Scenario 2: Steam Retains Leadership
- Strengthening the Social and Service Ecosystem
Steam has a powerful community core and analytical tools that help maintain leadership. If the platform further develops its services (for example, expanded features for streamers, cross-platform progression, etc.), it will reinforce its status as a central hub for gamers.
Impact:
- Major projects remain at the center of attention on Steam.
- Users gain deeper social interaction.
- Epic may lag behind without comparable services.
- Convenience vs. Technological Complexity
An important argument in favor of traditional platforms is that Web3 tools are still relatively complex for mass users. Working with wallets, access keys, tokens, and blockchain infrastructure requires an additional level of understanding and responsibility. For a broad audience, this creates an entry barrier compared to the familiar “download and play” model. Therefore, convenience, stability, and an integrated ecosystem remain strong competitive advantages of classic stores.

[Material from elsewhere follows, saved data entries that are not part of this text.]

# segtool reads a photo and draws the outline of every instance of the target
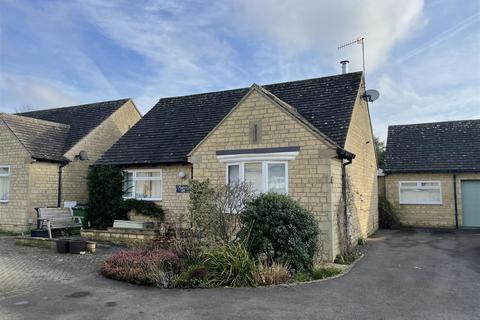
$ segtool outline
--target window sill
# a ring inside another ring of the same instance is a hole
[[[442,206],[443,203],[399,203],[401,206]]]

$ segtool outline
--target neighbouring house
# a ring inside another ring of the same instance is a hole
[[[89,166],[140,118],[130,99],[0,113],[0,229],[30,229],[37,207],[86,203]]]
[[[480,120],[390,126],[385,162],[402,223],[480,227]]]
[[[259,192],[288,194],[314,212],[322,255],[332,260],[345,213],[348,226],[341,226],[354,241],[378,226],[363,95],[362,73],[355,72],[163,98],[97,164],[121,166],[125,196],[158,202],[172,224],[188,219],[192,178],[216,185],[240,179]]]

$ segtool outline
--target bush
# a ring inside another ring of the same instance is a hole
[[[123,201],[123,207],[126,212],[135,210],[145,216],[158,218],[160,221],[163,221],[165,218],[162,207],[152,201],[127,199]]]
[[[234,240],[240,222],[237,213],[253,195],[248,183],[213,187],[208,179],[190,181],[188,209],[195,237],[210,245]]]
[[[107,229],[114,220],[127,219],[123,206],[123,173],[115,166],[90,167],[86,220],[91,228]]]
[[[182,260],[184,265],[197,264],[202,253],[201,243],[194,237],[174,239],[170,248]]]
[[[358,258],[360,258],[360,256],[361,256],[360,251],[358,251],[357,248],[354,248],[353,250],[350,250],[350,251],[345,252],[343,254],[338,254],[335,257],[335,260],[333,262],[338,263],[338,264],[352,264]]]
[[[192,264],[183,271],[174,281],[175,288],[198,288],[205,286],[207,269],[201,264]]]
[[[134,284],[167,288],[180,271],[180,259],[162,249],[133,249],[113,254],[103,263],[104,276]]]
[[[262,194],[246,205],[240,237],[254,258],[289,264],[296,271],[312,268],[318,225],[313,215],[288,196]]]
[[[335,267],[319,268],[312,271],[312,278],[314,280],[320,280],[330,278],[342,273],[342,270]]]
[[[255,263],[242,244],[222,245],[202,255],[209,287],[255,286]]]
[[[399,209],[384,196],[378,197],[378,224],[382,229],[397,229],[402,226]]]
[[[259,286],[270,286],[288,282],[290,273],[288,265],[281,263],[272,263],[268,265],[260,262],[255,271],[255,281]]]

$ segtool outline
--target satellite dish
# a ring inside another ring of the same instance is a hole
[[[79,159],[80,161],[88,160],[88,153],[87,153],[87,151],[84,151],[84,150],[80,151],[80,153],[78,154],[78,159]]]
[[[363,95],[363,99],[365,99],[365,101],[367,102],[373,102],[377,100],[378,97],[380,97],[380,92],[378,92],[378,90],[375,90],[375,89],[367,90]]]

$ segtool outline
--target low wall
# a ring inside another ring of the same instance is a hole
[[[15,237],[15,244],[20,246],[29,246],[29,247],[40,247],[46,249],[55,249],[56,239],[49,238],[32,238],[26,236],[17,236]]]
[[[108,230],[82,230],[82,238],[94,241],[106,241],[115,244],[130,245],[158,239],[159,232],[155,230],[136,230],[109,228]]]

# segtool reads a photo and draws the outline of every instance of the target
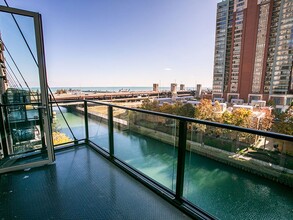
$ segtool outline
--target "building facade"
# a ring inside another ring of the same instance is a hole
[[[213,97],[293,101],[293,0],[217,5]]]
[[[8,87],[3,51],[4,51],[4,44],[2,42],[1,33],[0,33],[0,103],[2,101],[2,94],[6,91]]]

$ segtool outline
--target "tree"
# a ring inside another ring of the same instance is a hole
[[[232,112],[225,111],[222,115],[222,122],[224,124],[230,124],[233,125],[233,114]]]
[[[274,132],[293,135],[293,102],[285,112],[276,116],[272,129]]]
[[[213,121],[212,101],[208,99],[202,99],[200,104],[195,109],[194,116],[197,119]]]
[[[213,106],[213,120],[222,123],[222,108],[218,101]]]
[[[232,111],[232,124],[240,127],[250,127],[252,112],[248,109],[237,108]]]
[[[173,115],[181,115],[181,108],[183,107],[183,103],[182,102],[175,102],[174,104],[171,104],[172,108],[173,108]]]
[[[271,106],[271,107],[276,107],[276,103],[273,99],[270,99],[268,102],[267,102],[267,106]]]
[[[222,121],[225,124],[236,125],[239,127],[250,127],[252,125],[252,112],[248,109],[238,108],[234,109],[232,112],[225,111],[222,115]],[[249,133],[237,132],[227,129],[222,129],[223,134],[228,138],[232,138],[234,140],[239,140],[240,138],[251,138],[253,137]]]
[[[182,105],[178,110],[178,115],[193,118],[195,114],[195,108],[192,104],[187,103]]]
[[[66,134],[61,133],[59,131],[54,131],[53,132],[53,144],[58,145],[58,144],[64,144],[72,141]]]
[[[193,118],[195,114],[195,108],[192,104],[183,104],[182,102],[176,102],[174,104],[163,103],[163,105],[159,106],[158,101],[151,101],[149,99],[145,99],[142,102],[141,108],[145,110],[180,115],[190,118]]]
[[[170,105],[168,103],[163,103],[163,105],[159,107],[159,112],[173,114],[174,113],[173,105]]]
[[[52,130],[53,130],[53,144],[58,145],[58,144],[63,144],[63,143],[68,143],[72,141],[71,138],[69,138],[65,133],[60,132],[60,125],[58,124],[57,118],[53,120],[52,123]]]
[[[261,130],[268,131],[272,127],[274,116],[269,109],[265,110],[265,117],[261,119]]]
[[[225,111],[222,115],[224,124],[236,125],[240,127],[250,127],[252,123],[252,112],[248,109],[237,108],[232,112]]]
[[[141,108],[150,111],[159,111],[160,107],[158,101],[151,101],[150,99],[145,99],[142,101]]]

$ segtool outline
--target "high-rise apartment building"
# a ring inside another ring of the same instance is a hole
[[[293,101],[293,0],[217,5],[213,97]]]
[[[2,100],[2,94],[6,91],[8,87],[3,51],[4,51],[4,44],[2,42],[1,33],[0,33],[0,102]]]

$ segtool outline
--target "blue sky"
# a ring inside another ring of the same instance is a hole
[[[219,0],[7,2],[42,14],[51,87],[212,85]]]

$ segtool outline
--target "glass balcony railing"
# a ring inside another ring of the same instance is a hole
[[[177,122],[163,116],[113,108],[114,156],[175,192]]]
[[[83,102],[51,103],[51,112],[54,146],[85,139]]]
[[[292,136],[87,100],[51,111],[53,138],[84,141],[192,216],[292,217]]]
[[[275,188],[276,183],[266,179],[292,187],[292,141],[255,130],[201,123],[189,123],[188,127],[183,189],[188,201],[220,219],[272,218],[276,204],[266,203],[270,196],[292,203],[286,187]],[[289,212],[288,205],[285,209]],[[262,206],[267,207],[266,213],[260,211]],[[227,209],[230,211],[220,211]]]
[[[1,106],[6,118],[8,155],[17,155],[42,148],[42,122],[39,103],[8,104]]]
[[[90,103],[87,117],[89,141],[109,152],[108,106]]]

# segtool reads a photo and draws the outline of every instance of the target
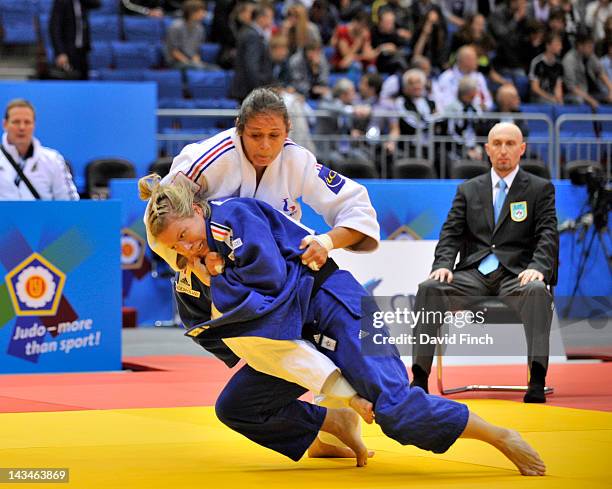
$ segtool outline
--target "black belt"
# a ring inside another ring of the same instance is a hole
[[[338,270],[338,265],[334,260],[328,258],[320,270],[316,272],[314,270],[311,270],[310,268],[309,270],[312,276],[314,277],[314,284],[312,284],[312,292],[310,293],[310,297],[314,297],[315,294],[321,288],[321,285],[323,285],[323,283],[330,277],[332,273]]]

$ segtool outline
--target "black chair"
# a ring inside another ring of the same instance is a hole
[[[593,160],[573,160],[565,164],[563,178],[569,178],[576,185],[586,183],[586,174],[601,172],[601,164]]]
[[[491,166],[486,161],[458,160],[450,164],[450,177],[467,180],[488,172]]]
[[[431,161],[403,158],[395,162],[393,178],[433,179],[438,178],[438,175]]]
[[[334,165],[334,169],[349,178],[378,178],[374,165],[362,161],[345,161]]]
[[[151,163],[149,167],[149,173],[157,173],[160,177],[164,178],[170,173],[170,167],[172,166],[172,156],[161,156],[156,161]]]
[[[542,160],[537,159],[525,159],[521,160],[520,166],[526,172],[536,175],[541,178],[550,180],[550,171],[546,167],[546,164]]]
[[[92,160],[85,170],[87,194],[90,199],[107,199],[112,178],[135,178],[134,165],[121,158]]]

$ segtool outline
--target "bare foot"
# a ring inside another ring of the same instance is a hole
[[[517,466],[523,475],[544,475],[544,461],[523,438],[514,430],[506,430],[507,434],[500,438],[495,446]]]
[[[368,458],[374,456],[374,450],[368,450]],[[308,447],[310,458],[355,458],[355,452],[349,447],[338,447],[321,441],[319,437]]]
[[[370,401],[364,399],[359,394],[355,394],[351,397],[349,406],[357,411],[357,414],[359,414],[366,423],[372,424],[374,421],[374,405]]]
[[[352,409],[328,409],[321,431],[330,433],[352,449],[357,460],[357,467],[368,463],[368,449],[355,429],[359,422],[357,413]]]

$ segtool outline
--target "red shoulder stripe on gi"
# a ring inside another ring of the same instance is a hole
[[[227,150],[232,148],[234,148],[234,143],[232,142],[231,137],[228,136],[225,139],[222,139],[192,163],[191,167],[187,171],[187,176],[191,180],[196,181],[199,178],[201,171],[214,161],[211,161],[212,158],[216,159],[215,156],[219,156],[220,153],[225,153]],[[197,176],[194,178],[195,175]]]
[[[216,241],[225,241],[232,234],[230,228],[222,224],[217,224],[216,222],[210,223],[210,232]]]

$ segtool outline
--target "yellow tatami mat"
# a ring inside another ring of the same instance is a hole
[[[611,487],[611,413],[510,401],[467,404],[493,423],[518,429],[544,458],[548,475],[522,477],[481,442],[459,440],[434,455],[402,447],[376,426],[364,428],[366,444],[376,450],[365,468],[348,459],[294,463],[230,431],[212,407],[0,414],[0,467],[67,467],[68,484],[42,487],[79,489]]]

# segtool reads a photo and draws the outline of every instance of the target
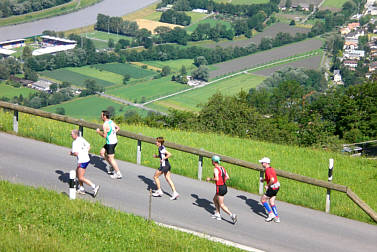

Scenario 3: A New Player or Market Transformation
The emergence of a new player with innovative solutions (for example, integration of Web3 features, metaverses, or new economic models) could change the rules of the game. Both stores would be forced to adapt or cooperate with new ecosystems.
Impact:
- The market becomes more fragmented.
- Games may launch simultaneously on multiple platforms under different conditions.
- Users will choose platforms based on their own priorities (price, social features, exclusives).
Telegram may play a special role in this process as a new P2E platform thanks to built-in mini-apps and crypto wallets, it simplifies onboarding and creates an alternative channel for distributing games and digital assets.
Conclusion: Who Will Take the Pot?
The 30% model was long considered the industry standard, but today it is no longer the only option. Hybrid stores, Web3 distribution, mini-apps, and direct monetization channels are emerging. Platform control is no longer perceived as inevitable.
Epic Games Store has already proven that the rate can be reduced to 12%, effectively breaking the previous standard. This is not the destruction of the platform model, but its transformation.
Web3 goes further by proposing minimized intermediaries, external tokens, and asset ownership outside the store. However, questions remain regarding infrastructure, traffic, and monetization.
In reality, competition in 2026 is not “30% versus 0%,” but a struggle for control over cash flows and user relationships. Steam defends stability and ecosystem control, Epic expands acceptable boundaries and lowers commissions, and Web3 questions the very role of the centralized platform.
Ultimately, the market will be captured by those who can combine a sustainable business model, economic benefits for developers, technological flexibility, and a genuine sense of value and ownership for players.